Discrepancy between MaxEnt Dismo and MaxEnt GUI

621 views
Skip to first unread message

Simon Research

unread,
Feb 18, 2016, 6:50:29 AM2/18/16
to Maxent

Hello All,


Recently I have been familiarising myself with the MaxEnt GUI (v3.3.3k) and have been successful in producing a range of models for species of interest to me. For increased reproducibility, I have decided to use the Dismo package and run MaxEnt through R.

I have noticed something very strange when comparing the outputs of the two methods, however. Using exactly the same environmental layers and occurrence records I end up with two wildly different predicted distributions when using anything but the default values.

For my first test I opened the MaxEnt GUI and, leaving all settings at default, ran the model for my species. I then ran the exact same model using the following code within R and, when plotted, I got nearly identical distributions (as expected).


    xx<-maxent(x=expl,p=spp.coords$garmani)


However, if I change the beta/regularization multiplier to anything except default, the maps look totally different. For example, if I set regularization=0.5 and prevalence=0.80 in the GUI and run the model (keeping all other settings exactly as default) but do the same in R with the following code then it all goes wonky.


xx<-maxent(x=expl,p=spp.coords$garmani, args=c(
  'betamultiplier=0.5',
  'defaultprevalence=0.80'

))


Interestingly, the AUCs and variable contributions all look nearly identical for the two models. I would have assumed therefore that the maps wouldn't look so wildly different. I have uploaded the maps to the following location so you can see for yourself the discrepancy.


Maps discrepancy


When analysing the two HTML outputs from running the models (default and non-default) I have only noticed the one difference. When using the GUI with 81 presence records and 10,000 background points I am told that "10020 points used to determine the Maxent distribution (background points and presence points)". However, when using R I am told "10081 points used to determine the Maxent distribution (background points and presence points)". As I mentioned previously, all other settings were kept the same, so points haven't been used in cross-validating, for example.
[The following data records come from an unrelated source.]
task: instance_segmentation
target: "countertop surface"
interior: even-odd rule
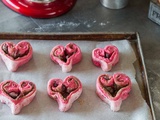
[[[160,25],[148,18],[149,0],[129,0],[111,10],[99,0],[77,0],[66,14],[50,19],[20,15],[0,2],[0,32],[138,32],[157,120],[160,119]]]

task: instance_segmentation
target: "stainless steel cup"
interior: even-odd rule
[[[110,9],[121,9],[127,6],[128,0],[100,0],[104,7]]]

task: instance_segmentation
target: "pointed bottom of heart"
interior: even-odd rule
[[[24,106],[27,106],[28,104],[30,104],[30,102],[33,100],[35,94],[36,93],[32,94],[29,98],[23,99],[22,101],[20,101],[17,104],[12,102],[10,99],[4,97],[3,95],[0,95],[0,101],[2,103],[7,104],[10,107],[12,114],[18,114]]]

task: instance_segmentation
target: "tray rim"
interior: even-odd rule
[[[155,110],[151,97],[150,85],[141,46],[140,35],[138,32],[61,32],[61,33],[17,33],[0,32],[0,40],[78,40],[78,41],[114,41],[126,39],[136,44],[136,54],[141,65],[142,78],[144,79],[145,100],[150,107],[153,120],[156,120]]]

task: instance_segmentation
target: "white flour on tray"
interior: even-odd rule
[[[12,115],[10,108],[0,103],[0,119],[2,120],[151,120],[150,108],[142,98],[140,89],[135,80],[136,71],[133,63],[136,60],[135,53],[127,40],[121,41],[49,41],[28,40],[33,47],[33,58],[16,72],[9,72],[0,59],[0,82],[14,80],[19,83],[22,80],[30,80],[37,86],[37,94],[34,100],[24,107],[18,115]],[[2,43],[4,41],[0,41]],[[17,43],[18,41],[12,41]],[[58,44],[66,45],[69,42],[76,43],[82,51],[82,61],[73,66],[69,73],[62,73],[61,67],[50,59],[51,49]],[[91,52],[94,48],[104,48],[113,44],[120,51],[120,61],[110,72],[103,72],[101,68],[93,65]],[[99,75],[115,72],[127,74],[132,81],[130,96],[123,101],[118,112],[110,110],[108,104],[96,95],[96,79]],[[64,79],[68,75],[79,78],[83,85],[80,98],[75,101],[67,112],[60,112],[58,104],[47,95],[47,82],[51,78]]]

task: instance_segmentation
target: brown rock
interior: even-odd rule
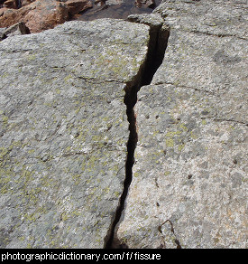
[[[92,7],[92,3],[88,0],[69,0],[66,5],[70,14],[75,14]]]
[[[18,0],[7,0],[4,3],[4,7],[17,9],[18,2]]]
[[[34,2],[35,0],[23,0],[22,1],[22,6],[25,6],[30,5],[31,3]]]
[[[142,7],[142,5],[144,7],[152,7],[155,5],[154,0],[135,0],[135,6]]]
[[[0,8],[0,16],[2,16],[6,10],[8,10],[6,7]]]
[[[0,17],[0,27],[23,22],[31,33],[51,29],[69,19],[67,5],[56,0],[36,0],[20,9],[8,9]]]

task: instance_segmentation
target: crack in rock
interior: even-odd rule
[[[119,205],[115,212],[115,217],[109,229],[109,232],[105,240],[105,248],[127,248],[126,245],[120,243],[116,239],[115,233],[118,222],[124,210],[125,198],[133,178],[133,165],[134,164],[134,151],[138,141],[136,130],[136,117],[133,108],[137,101],[137,93],[142,86],[151,83],[153,75],[162,62],[164,52],[170,35],[168,27],[164,26],[163,20],[160,15],[152,14],[135,14],[130,15],[129,21],[133,23],[144,24],[150,26],[150,41],[148,43],[147,57],[141,66],[141,69],[134,80],[130,81],[125,87],[124,104],[126,105],[126,115],[129,122],[129,139],[127,143],[127,158],[125,164],[125,180],[124,191],[120,197]]]

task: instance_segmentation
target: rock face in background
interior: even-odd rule
[[[0,247],[247,248],[246,2],[4,40]]]
[[[129,248],[247,248],[247,1],[164,1],[155,13],[170,33],[138,93],[133,181],[115,239]]]
[[[148,41],[146,25],[104,19],[1,42],[1,248],[104,247],[125,178],[124,89]]]
[[[0,14],[0,27],[8,27],[18,22],[25,23],[31,33],[51,29],[68,21],[70,15],[92,6],[87,0],[36,0],[23,1],[22,8],[4,5]],[[13,2],[15,3],[15,2]],[[9,8],[6,8],[9,7]]]

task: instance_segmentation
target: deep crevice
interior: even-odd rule
[[[148,43],[147,57],[141,66],[135,78],[126,84],[124,104],[126,105],[126,115],[129,122],[129,139],[127,142],[127,158],[125,163],[125,180],[124,182],[124,190],[120,197],[119,205],[116,209],[114,221],[110,226],[108,234],[105,239],[105,249],[123,249],[127,245],[119,241],[115,236],[116,226],[118,225],[124,203],[128,193],[129,186],[133,179],[133,165],[134,164],[134,151],[138,141],[138,134],[136,130],[136,117],[134,113],[134,106],[137,102],[137,93],[142,86],[149,85],[161,64],[167,47],[170,32],[160,26],[150,25],[150,41]]]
I was wondering if anyone else had come across this issue before. Am I doing something fundamentally wrong within R for the two distributions to be so different? I was under the impression that within R, all other settings would remain as default in the GUI, unless you specified certain arguments as in the second code example above.

Ahmed El-Gabbas

unread,
Feb 18, 2016, 7:28:21 AM2/18/16
to Maxent
Hi Simon,

I assume that your 81 presence points are located in only 20 pixels at your resolution. Maxent, by default, uses only one instance of  presences locations located in the same pixel (check option: 'Remove duplicate presence locations'). However, I assume dismo passes the species data to maxent as SWD (sample with data) format without checking for possible duplicates.

Assuming that previous assumption is correct, maxent models using GUI and dismo use different number of presences to train the model (20 and 81, respectively). Allowing all other settings as default, this will affect the features to be used by maxent: GUI model (20 records) will have the linear, quadratic, and hinge features & dismo model have in addition the threshold and product features. Please check this statement in Elith et al. 2010 (10.1111/j.1472-4642.2010.00725.x):
"MaxEnt includes a range of feature types, and subsets of these can be used to simplify the solution. By default, the program restricts the model to simple features if few samples are available (linear is always used; quadratic with at least 10 samples; hinge with at least 15; threshold and product with at least 80) because – as for any modelling method – few samples provide limited information for determining the relationships between the species and its environment (Barry & Elith, 2006; Pearson et al., 2007)"

It seems using default prevalence and beta multiplier does not affect much in your case, however when changing their values it makes this difference.

I hope this helps,
Ahmed El-Gabbas

Simon Research

unread,
Feb 18, 2016, 7:34:02 AM2/18/16
to Maxent
Hi Ahmed,

Many thanks for the detailed response. What you says makes a lot of sense. I guess the solution then is to define an argument in Dismo to remove duplicate presence locations?
What I'm unsure about, however, is that I thought Dismo used the exact same defaults as the GUI. If this is the case, why would Dismo pass species data to MaxEnt as SWD when the GUI does not?

Many thanks

Simon

Simon Research

unread,
Feb 18, 2016, 7:53:14 AM2/18/16
to Maxent
I should add to this discussion some extra information.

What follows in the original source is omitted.